Let `riem` is a free variable with `riem ∈ Arrays[{4, 4, 4, 4}` as assumption. Let:

`val = TensorConstract[TensorProduct[riem, riem, riem], {{4,5}}]`

Let `riemVals` be an actual `{4, 4, 4, 4}` tensor whose indices have symbolic values.

I’m interested in computing `val /. (riem-> riemVals)`. I’m “guessing” there are two ways Mathematica could do this internally:

1) Compute `v1 =TensorProduct[riemVals, riemVals, riemVals]` then compute the result as `TensorConstract[v1,{{4,5}}]`.

2) Note that `val` is equivalent to:

`TensorProduct[TensorConstract[TensorProduct[riem, riem], {{4,5}}],riem]`.

Compute `v1= TensorProduct[riemVals, riemVals]`. Then `v2= TensorConstract[v1,{{4,5}}]`. Then the result as `TensorProduct[v1, riemVals]`.

Now, what’s the difference between these two?
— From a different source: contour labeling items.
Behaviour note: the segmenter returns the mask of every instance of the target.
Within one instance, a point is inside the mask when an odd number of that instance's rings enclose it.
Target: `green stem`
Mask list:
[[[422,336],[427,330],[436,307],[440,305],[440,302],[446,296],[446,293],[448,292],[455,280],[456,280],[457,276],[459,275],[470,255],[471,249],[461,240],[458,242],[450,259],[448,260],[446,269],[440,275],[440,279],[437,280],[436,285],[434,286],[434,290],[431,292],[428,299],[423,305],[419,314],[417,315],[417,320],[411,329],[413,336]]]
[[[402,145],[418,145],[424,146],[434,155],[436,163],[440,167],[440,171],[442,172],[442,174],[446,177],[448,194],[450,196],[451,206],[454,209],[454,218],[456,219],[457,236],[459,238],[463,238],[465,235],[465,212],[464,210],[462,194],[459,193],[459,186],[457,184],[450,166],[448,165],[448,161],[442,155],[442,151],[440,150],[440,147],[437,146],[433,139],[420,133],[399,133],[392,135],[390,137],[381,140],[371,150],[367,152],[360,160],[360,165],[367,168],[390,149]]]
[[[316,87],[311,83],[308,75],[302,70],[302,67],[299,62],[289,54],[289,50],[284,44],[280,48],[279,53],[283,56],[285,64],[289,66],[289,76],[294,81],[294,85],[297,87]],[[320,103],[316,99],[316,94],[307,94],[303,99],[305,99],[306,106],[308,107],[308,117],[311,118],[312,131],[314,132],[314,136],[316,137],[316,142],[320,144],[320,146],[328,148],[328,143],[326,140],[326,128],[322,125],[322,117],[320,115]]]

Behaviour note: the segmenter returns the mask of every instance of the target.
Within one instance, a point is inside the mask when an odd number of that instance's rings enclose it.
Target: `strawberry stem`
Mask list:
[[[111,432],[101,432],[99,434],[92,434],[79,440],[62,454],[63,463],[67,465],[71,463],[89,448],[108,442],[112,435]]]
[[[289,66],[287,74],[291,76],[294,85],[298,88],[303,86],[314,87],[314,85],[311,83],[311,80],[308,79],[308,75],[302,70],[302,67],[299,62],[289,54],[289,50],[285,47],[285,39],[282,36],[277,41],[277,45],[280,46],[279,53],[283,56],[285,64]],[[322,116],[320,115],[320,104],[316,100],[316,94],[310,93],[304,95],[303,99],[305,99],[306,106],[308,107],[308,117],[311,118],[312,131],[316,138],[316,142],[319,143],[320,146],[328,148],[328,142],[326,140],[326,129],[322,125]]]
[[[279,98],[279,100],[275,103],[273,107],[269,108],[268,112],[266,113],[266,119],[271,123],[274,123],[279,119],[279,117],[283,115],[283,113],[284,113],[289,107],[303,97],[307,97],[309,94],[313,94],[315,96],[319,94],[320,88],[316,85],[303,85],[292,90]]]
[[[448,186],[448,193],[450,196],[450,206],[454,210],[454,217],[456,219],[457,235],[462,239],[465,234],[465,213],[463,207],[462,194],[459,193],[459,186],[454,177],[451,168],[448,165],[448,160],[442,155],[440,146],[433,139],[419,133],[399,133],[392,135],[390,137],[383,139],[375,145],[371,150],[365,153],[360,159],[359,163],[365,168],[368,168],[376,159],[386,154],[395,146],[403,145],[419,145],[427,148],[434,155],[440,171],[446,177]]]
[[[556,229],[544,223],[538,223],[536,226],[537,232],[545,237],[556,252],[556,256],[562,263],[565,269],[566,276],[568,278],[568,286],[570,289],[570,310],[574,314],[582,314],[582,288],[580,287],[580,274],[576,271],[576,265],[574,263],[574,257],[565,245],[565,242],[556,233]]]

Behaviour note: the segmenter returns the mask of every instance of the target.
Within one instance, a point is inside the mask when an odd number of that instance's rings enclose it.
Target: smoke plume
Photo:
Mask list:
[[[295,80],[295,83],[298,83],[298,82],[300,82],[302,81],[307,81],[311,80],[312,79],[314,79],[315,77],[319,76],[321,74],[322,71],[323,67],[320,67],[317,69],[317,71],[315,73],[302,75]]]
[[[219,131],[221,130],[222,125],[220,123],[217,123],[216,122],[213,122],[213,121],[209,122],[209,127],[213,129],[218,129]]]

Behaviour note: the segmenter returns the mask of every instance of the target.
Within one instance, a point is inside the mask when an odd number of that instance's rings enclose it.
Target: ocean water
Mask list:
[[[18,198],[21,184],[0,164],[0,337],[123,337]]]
Obviously they give us the same result, but in the first approach we have to store a $$4^{12}$$ tensor in memory as intermediate value, while in the second one we only have to store a $$4^{10}$$ tensor. The idea being that, when your maximum memory is constrained, it pays off to move `TensorConstract` inwards to the expression so you can do it as earlier as possible before you do the `TensorProduct`.

My question is: does Mathematica take the memory-efficient approach when doing these types of operations? If not, is there any way to implement the evaluation/computation in a controlled manner such that the result will be calculated in a memory-efficient way (compute and prioritize forms where the `TensorCotract` is made early)?